Garden District Gothic (Scotty Bradley, #7)Garden District Gothic by Greg Herren
My rating: 3 of 5 stars

Recommended
Light, quick-paced mystery with strong New Orleans atmosphere and gay MCs

You can book a weekend at a French Quarter B & B or save some money by picking up Greg Herren’s “Garden District Gothic” instead. This book is like stroll down Bourbon Street: nobody’s sober and everyone’s up to no good. You can practically feel the humidity rolling off the page in the newest installment of Herren’s New Orleans-set Scotty Bradley Mysteries. The magnolia-clad atmosphere is helped along by fading Southern belles languidly sipping absinthe on porches; luxurious Garden District mansions hiding a corpse or two and sweaty gay boys running charity races in red dresses.

The story plunges private eye Scotty Bradley deep into a decades-old mystery: who killed child beauty queen Delilah Metoyer? The riddle drops on Scotty’s doorstep when former teen bully Jesse Metoyer, Delilah’s half-brother, mysteriously re-emerges from obscurity and hires Scotty and his partners to look into it. There are shades of the Jon Benet Ramsey case from the 90’s and Midnight in the Garden of Good and Evil as Scotty navigates a tangle of family secrets thicker than Spanish moss on a live oak tree.

This was a fun, light read. The mystery was satisfying and the setting and characters are unique. In the most successful aspect of the book, Herron does a fantastic job giving you the flavor of New Orleans, from the bohemian streets of the French Quarter to the stodgy upper-crust society of the Garden District. He doesn’t shy away from how the city has changed since Katrina either. Here’s Herren describing Bourbon Street:

Barkers outside outside strip joints try to lure spenders in, a guy in the hand grenade costume dances on his corner, and everywhere is the smell of Lucky Dogs and grease.

And the sedate Garden District:

If the Quarter is a painted whore, the Garden District is her much snootier and pretentious sister, narrowing her eyes disapprovingly at the immorality down the river.
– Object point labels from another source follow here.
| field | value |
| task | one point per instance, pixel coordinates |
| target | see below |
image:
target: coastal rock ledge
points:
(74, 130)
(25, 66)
The people who live in those old mansions on their gorgeous lawns behind their fences will always smirk in the general direction of the Quarter, gently sipping tea from heirloom bone china cups held in white-gloved hands…although sometimes the “tea” is actually bourbon.

As far as the characters, Herren has created an intriguing one in Scotty Bradley, a life-long resident of New Orleans with psychic abilities who’s also one-third of a gay polyamorous relationship. This is the first of these mysteries I’ve read and Herren successfully introduces Scotty to new readers without getting bogged down in too much exposition. Approaching forty, Scotty’s a former go-go boy dealing with the unique challenges of aging as a gay man and the loss of his psychic abilities after Katrina. He has two somewhat improbable partners, a former FBI agent turned professional wrestler and a spy. Also in their household is a college-age nephew that the trio essentially adopted after his parents kicked him out for being gay. Scotty’s parents, unabashed hippies in a persistent haze of pot smoke who run a tobacco shop, provide additional color. Assorted other eccentric New Orleans types round out the minor characters and provide the engine for the mystery.

On the negative side, the aversion to a Nancy Grace-type television personality is overdone, there’s too much talk of the weather and the mystery resolves a bit precipitously. Also people are constantly smoking pot or drinking (but maybe that’s just New Orleans for you). Other than that, “Garden District Gothic” is entertaining and quick-paced and I would definitely read the other books in the series. If you’re looking for a light, entertaining mystery with gay main characters in a unique setting, I recommend it. (G-rated)

I received a free copy of this book from NetGalley in return for a review.